Elasticity Assurance offers guaranteed resources to flexibly meet your daily requirements. If you have consistent resource requirements, we recommend that you use Capacity Reservation.
- The elasticity assurance is created after you pay for its upfront costs (assurance fee).
- At any time during the assurance period (the validity period of the elasticity assurance), you can use the reserved capacity in the private pool associated with the elasticity assurance to create pay-as-you-go instances.
- The elasticity assurance is automatically released when it expires.
Note Created pay-as-you-go instances are not affected when the associated elasticity assurance is released, and continue to run normally. The instances are billed at the pay-as-you-go rate after they are created.
- Low-cost guaranteed provision of resources: You can purchase elasticity assurances at low costs to reserve resources for specified durations. During these durations, you can use the reserved resources to create pay-as-you-go instances that have matching attributes.

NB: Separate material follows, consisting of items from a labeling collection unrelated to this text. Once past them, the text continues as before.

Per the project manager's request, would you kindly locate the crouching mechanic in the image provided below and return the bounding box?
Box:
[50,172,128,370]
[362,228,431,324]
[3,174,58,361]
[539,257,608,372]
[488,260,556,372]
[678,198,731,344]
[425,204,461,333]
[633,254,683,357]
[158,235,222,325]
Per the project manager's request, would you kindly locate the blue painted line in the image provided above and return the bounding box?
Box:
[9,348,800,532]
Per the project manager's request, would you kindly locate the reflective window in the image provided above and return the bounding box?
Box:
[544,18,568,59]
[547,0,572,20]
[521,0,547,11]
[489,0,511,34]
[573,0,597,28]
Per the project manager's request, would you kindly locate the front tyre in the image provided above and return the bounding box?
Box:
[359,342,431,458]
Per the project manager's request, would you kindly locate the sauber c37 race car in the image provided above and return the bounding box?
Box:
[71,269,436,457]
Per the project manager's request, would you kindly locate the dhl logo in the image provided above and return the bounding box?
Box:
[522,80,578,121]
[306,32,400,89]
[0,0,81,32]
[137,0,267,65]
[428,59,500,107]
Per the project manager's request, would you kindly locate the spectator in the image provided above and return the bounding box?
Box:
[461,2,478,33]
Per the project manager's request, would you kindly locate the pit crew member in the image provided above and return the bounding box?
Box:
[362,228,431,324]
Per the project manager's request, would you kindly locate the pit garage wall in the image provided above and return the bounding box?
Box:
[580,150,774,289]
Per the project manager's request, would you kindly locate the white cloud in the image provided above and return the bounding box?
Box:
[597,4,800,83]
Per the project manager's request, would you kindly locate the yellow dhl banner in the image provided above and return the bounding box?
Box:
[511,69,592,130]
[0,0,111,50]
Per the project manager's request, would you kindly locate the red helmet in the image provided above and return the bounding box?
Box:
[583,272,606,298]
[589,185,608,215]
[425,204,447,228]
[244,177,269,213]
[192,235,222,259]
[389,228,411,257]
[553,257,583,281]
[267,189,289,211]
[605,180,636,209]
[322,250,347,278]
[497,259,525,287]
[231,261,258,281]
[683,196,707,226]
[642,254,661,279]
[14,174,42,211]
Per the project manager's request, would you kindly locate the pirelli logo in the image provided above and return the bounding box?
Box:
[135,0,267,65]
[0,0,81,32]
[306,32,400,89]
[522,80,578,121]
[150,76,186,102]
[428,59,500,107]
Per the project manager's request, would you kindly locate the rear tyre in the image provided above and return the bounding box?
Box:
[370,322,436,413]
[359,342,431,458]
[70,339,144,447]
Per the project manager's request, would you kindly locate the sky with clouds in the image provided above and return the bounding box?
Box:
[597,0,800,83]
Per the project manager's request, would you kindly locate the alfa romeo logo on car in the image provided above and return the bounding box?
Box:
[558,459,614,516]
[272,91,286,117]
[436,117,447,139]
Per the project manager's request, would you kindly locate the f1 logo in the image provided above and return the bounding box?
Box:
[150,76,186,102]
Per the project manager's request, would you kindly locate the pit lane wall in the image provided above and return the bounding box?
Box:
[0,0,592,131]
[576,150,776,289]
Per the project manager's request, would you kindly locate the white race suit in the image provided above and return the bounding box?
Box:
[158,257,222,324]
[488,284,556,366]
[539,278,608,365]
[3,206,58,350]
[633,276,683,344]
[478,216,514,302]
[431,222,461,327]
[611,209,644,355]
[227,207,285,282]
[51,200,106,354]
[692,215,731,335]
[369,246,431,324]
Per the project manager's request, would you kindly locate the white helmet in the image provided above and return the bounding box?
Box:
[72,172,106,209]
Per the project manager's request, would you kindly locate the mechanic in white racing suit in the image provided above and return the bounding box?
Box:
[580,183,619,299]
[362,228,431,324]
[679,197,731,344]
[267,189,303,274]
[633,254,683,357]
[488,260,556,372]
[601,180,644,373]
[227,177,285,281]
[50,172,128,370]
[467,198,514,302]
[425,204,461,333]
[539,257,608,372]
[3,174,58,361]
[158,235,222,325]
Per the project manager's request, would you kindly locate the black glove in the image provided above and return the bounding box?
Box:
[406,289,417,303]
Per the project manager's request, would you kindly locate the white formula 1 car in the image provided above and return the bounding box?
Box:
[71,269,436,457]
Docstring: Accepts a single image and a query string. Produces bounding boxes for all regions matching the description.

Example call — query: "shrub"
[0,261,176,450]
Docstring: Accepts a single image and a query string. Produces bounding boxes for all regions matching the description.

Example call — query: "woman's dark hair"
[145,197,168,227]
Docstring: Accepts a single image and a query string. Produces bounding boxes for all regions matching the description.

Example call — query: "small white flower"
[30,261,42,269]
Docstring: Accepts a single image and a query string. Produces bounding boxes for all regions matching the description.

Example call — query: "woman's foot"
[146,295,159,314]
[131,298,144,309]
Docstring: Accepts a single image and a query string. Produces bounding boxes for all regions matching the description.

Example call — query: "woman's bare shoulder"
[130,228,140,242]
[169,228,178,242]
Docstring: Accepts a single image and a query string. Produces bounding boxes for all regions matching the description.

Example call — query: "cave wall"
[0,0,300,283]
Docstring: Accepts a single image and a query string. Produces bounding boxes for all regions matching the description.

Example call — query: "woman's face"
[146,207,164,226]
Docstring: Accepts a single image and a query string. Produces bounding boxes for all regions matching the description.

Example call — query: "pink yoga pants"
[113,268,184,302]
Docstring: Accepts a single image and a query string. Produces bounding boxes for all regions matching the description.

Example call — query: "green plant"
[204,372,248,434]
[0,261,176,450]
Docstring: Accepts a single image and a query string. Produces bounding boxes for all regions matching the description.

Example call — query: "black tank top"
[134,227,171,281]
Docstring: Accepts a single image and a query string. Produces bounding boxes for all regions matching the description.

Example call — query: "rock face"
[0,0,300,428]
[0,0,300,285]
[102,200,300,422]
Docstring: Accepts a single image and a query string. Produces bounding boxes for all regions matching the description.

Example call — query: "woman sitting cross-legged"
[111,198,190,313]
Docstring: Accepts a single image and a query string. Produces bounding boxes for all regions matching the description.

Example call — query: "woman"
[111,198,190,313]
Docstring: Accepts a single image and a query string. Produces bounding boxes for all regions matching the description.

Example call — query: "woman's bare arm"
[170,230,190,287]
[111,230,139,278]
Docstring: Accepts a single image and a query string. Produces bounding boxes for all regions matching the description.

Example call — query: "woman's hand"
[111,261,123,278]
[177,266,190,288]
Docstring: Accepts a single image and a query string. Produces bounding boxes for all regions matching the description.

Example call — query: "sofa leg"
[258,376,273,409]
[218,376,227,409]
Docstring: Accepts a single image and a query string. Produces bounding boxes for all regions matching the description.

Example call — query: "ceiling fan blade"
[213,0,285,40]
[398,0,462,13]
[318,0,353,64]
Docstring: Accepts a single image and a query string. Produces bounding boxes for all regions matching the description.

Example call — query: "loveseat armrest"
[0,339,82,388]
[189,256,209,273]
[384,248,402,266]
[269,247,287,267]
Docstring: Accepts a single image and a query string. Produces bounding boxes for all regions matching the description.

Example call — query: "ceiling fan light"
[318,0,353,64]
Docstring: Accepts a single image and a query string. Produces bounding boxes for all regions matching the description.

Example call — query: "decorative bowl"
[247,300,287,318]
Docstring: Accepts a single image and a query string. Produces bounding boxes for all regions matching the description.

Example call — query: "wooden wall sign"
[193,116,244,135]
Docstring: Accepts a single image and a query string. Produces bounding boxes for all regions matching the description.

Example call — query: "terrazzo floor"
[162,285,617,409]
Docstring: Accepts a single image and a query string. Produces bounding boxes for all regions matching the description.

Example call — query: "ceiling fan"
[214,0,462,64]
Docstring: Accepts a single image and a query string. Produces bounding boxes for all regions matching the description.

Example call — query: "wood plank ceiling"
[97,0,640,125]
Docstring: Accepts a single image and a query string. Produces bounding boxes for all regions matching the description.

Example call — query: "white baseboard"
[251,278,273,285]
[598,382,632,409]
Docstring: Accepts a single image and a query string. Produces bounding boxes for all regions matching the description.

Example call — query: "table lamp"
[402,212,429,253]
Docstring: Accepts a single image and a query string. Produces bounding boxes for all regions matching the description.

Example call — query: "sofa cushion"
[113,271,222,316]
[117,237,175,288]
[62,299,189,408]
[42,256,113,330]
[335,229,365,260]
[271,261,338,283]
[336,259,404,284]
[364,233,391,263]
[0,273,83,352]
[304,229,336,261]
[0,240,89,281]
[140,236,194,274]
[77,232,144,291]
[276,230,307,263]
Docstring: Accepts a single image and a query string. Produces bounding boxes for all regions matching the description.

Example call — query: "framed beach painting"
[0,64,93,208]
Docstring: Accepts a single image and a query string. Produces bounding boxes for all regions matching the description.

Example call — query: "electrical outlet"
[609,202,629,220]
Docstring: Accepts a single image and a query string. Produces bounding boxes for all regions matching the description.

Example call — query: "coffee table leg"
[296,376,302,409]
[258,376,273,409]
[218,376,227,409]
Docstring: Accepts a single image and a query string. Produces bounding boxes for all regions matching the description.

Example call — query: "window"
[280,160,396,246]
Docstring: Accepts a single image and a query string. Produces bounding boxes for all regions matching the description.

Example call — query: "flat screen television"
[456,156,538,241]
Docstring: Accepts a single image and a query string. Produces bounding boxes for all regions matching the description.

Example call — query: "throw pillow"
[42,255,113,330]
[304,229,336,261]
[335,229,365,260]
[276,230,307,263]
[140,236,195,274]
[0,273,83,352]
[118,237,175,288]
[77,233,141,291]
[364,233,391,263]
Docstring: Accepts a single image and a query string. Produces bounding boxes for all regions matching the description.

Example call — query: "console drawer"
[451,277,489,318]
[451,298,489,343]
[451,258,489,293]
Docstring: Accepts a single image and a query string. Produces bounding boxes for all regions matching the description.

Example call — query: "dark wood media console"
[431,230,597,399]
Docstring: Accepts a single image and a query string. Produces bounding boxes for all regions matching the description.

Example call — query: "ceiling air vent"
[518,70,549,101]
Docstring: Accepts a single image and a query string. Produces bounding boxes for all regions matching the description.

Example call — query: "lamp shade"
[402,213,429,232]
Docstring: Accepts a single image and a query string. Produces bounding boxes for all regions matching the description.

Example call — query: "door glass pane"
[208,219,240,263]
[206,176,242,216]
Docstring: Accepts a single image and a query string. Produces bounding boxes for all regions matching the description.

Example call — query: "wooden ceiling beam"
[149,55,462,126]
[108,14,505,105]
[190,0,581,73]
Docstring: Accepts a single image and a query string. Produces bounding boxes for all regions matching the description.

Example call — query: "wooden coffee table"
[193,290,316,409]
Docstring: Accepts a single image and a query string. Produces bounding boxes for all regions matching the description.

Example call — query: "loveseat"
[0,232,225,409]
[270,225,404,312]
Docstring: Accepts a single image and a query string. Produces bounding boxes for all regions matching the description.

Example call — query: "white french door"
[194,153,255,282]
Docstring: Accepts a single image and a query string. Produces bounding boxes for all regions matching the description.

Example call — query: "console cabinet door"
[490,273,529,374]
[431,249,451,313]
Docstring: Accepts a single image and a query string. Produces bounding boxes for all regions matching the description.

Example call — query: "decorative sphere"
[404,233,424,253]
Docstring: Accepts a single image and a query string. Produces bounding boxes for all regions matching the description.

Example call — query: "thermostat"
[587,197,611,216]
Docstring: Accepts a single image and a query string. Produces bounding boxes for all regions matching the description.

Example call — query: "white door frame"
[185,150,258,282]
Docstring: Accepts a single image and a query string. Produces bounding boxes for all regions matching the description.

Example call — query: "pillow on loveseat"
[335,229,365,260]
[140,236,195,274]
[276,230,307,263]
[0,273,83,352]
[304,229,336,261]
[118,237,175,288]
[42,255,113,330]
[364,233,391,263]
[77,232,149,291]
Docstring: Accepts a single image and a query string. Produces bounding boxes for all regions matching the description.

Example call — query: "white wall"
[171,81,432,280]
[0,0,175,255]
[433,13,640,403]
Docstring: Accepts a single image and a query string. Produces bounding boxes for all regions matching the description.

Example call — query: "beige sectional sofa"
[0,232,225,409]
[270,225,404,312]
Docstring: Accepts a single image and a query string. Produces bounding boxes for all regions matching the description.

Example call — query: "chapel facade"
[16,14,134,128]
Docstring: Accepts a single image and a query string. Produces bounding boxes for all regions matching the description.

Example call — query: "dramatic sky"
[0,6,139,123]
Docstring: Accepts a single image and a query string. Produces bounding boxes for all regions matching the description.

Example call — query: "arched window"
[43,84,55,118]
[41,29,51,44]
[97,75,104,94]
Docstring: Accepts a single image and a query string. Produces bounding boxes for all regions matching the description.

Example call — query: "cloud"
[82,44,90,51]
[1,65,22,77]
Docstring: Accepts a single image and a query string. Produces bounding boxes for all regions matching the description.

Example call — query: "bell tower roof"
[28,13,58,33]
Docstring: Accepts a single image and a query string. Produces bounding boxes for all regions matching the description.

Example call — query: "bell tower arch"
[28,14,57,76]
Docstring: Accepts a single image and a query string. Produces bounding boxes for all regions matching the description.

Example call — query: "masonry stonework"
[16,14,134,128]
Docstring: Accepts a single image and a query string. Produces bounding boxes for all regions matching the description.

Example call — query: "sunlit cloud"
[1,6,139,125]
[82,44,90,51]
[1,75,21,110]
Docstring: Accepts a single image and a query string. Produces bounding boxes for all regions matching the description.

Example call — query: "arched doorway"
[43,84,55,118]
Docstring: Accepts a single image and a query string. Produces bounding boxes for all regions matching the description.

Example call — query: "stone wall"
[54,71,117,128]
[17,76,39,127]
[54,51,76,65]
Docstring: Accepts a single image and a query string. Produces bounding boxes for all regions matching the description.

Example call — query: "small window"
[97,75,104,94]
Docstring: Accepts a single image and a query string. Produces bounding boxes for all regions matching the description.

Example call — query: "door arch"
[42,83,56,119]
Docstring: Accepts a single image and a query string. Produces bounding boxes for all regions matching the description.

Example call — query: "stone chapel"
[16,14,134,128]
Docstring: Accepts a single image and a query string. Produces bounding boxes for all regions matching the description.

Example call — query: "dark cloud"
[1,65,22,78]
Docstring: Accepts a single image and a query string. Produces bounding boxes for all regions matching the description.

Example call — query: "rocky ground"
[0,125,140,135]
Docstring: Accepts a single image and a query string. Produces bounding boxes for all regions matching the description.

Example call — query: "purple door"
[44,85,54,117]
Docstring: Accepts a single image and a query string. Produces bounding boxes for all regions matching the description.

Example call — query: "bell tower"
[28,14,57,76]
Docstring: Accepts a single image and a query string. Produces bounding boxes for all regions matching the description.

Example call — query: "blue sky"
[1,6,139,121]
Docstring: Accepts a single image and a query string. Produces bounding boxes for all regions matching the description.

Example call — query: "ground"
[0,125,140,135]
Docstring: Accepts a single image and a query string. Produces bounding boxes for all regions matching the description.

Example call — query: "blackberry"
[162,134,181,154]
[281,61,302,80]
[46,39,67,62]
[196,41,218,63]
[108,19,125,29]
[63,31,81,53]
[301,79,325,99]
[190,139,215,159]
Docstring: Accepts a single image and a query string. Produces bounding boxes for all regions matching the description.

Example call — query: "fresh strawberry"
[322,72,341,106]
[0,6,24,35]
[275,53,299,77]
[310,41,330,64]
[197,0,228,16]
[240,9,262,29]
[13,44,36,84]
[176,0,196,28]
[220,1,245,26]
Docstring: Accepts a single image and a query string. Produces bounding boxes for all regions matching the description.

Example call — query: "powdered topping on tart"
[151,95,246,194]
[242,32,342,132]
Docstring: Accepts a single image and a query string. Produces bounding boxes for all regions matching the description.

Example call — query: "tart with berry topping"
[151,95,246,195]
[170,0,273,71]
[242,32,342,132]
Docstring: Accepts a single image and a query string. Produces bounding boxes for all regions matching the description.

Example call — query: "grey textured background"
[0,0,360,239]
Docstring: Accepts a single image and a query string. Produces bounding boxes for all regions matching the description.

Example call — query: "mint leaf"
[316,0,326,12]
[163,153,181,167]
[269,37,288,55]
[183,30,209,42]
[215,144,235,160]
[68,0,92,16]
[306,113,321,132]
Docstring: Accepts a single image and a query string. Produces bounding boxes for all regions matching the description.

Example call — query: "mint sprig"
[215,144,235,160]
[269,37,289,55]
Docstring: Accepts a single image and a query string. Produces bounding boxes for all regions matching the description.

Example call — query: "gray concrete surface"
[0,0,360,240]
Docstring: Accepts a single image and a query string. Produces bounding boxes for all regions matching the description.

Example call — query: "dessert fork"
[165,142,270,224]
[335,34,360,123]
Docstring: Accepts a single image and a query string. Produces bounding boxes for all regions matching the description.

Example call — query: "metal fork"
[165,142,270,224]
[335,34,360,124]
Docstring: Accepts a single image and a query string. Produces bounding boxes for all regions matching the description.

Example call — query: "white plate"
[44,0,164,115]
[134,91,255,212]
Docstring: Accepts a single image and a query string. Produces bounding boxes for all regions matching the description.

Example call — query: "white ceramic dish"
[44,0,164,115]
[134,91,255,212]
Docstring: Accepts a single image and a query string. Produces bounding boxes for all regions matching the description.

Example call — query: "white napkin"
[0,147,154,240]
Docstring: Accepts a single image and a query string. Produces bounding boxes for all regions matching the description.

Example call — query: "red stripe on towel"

- Flexibility in resource use time: Elasticity assurances provide guaranteed access to resources and allow you to create and release pay-as-you-go instances within the reserved capacity at any time over an extended period of time.
- Use in conjunction with discount plans: Pay-as-you-go instances created from reserved resources in private pools can match savings plans or regional reserved instances to benefit from the billing discounts.
- Assurance fee generated when you create the elasticity assurance
- Hourly fees of the pay-as-you-go instances that were created from the reserved resources
of the elasticity assurance
Note If you have purchased applicable savings plans or regional reserved instances, you can apply them to the pay-as-you-go instances.
- Elasticity Assurance is available only for specific instance types in specific regions. For more information, see the buy page.
- You cannot cancel elasticity assurances or release them before they expire.
- Reserved resources in a private pool can be used to create only pay-as-you-go instances of the same instance type in the same zone as the associated elasticity assurance.
- Zonal reserved instances cannot be applied to the pay-as-you-go instances that were created from reserved resources in private pools.
- Periodic short-term resource requirements: Elasticity Assurance guarantees the provision of resources when you want to scale your computing resources during a fixed period of time every day, week, or month. Your business is affected if no sufficient resources are available during that period of time. However, you have only small resource requirements during the other periods of time, and consume a small amount of resources in total. In this context, discount plans such as reserved instances are underused. For example, a financial SaaS service provider requires a large amount of resources to perform an account check at the beginning of each month, or a rendering enterprise needs to process a number of rendering tasks at the beginning of each week.
- Occasional large resource requirements: Elasticity Assurance enables you to reserve resources for urgent use so that you can have fast access to resources and ensure business continuity in case of unexpected events. For example, an Internet media company that needs to occasionally report breaking news or enterprises that need to reserve resources for disaster recovery are scenarios for which Elastic Assurance is suited.
- Resource guarantee during special periods: In high-traffic periods such as Double 11 and Spring Festival when resources are strained, Elasticity Assurance helps ensure that key business runs smoothly and avoid risks caused by resource contention. For example, resources required for key business such as live video streaming, ticket-grabbing, and giveaways need to be guaranteed.
- In use of preemptible instances, clusters may fail to be scaled out due to insufficient resources in a zone.
- They use pay-as-you-go instances in place of preemptible instances for guaranteed provision of resources, which results in cost increases.
- In high-traffic periods such as Double 11, it may not be possible to create pay-as-you-go instances due to unavailability of resources. This failure may affect their key business.
- Make a resource requirements plan and select zones where resources are sufficient.
- Purchase zonal reserved instances and elasticity assurances to reduce pay-as-you-go
instance costs while guaranteeing the provision of resources.
- Zonal reserved instances can cover resources in consistent use to reduce pay-as-you-go instance costs.
- Elasticity assurances can be used to meet daily requirements for elastic resources and reserve resources at lower costs than reserved instances do. Elasticity assurances provide guaranteed resources for your exclusive use to create pay-as-you-go instances even when resources are strained.
- You can choose to create pay-as-you-go instances only for key business by using reserved resources in private pools.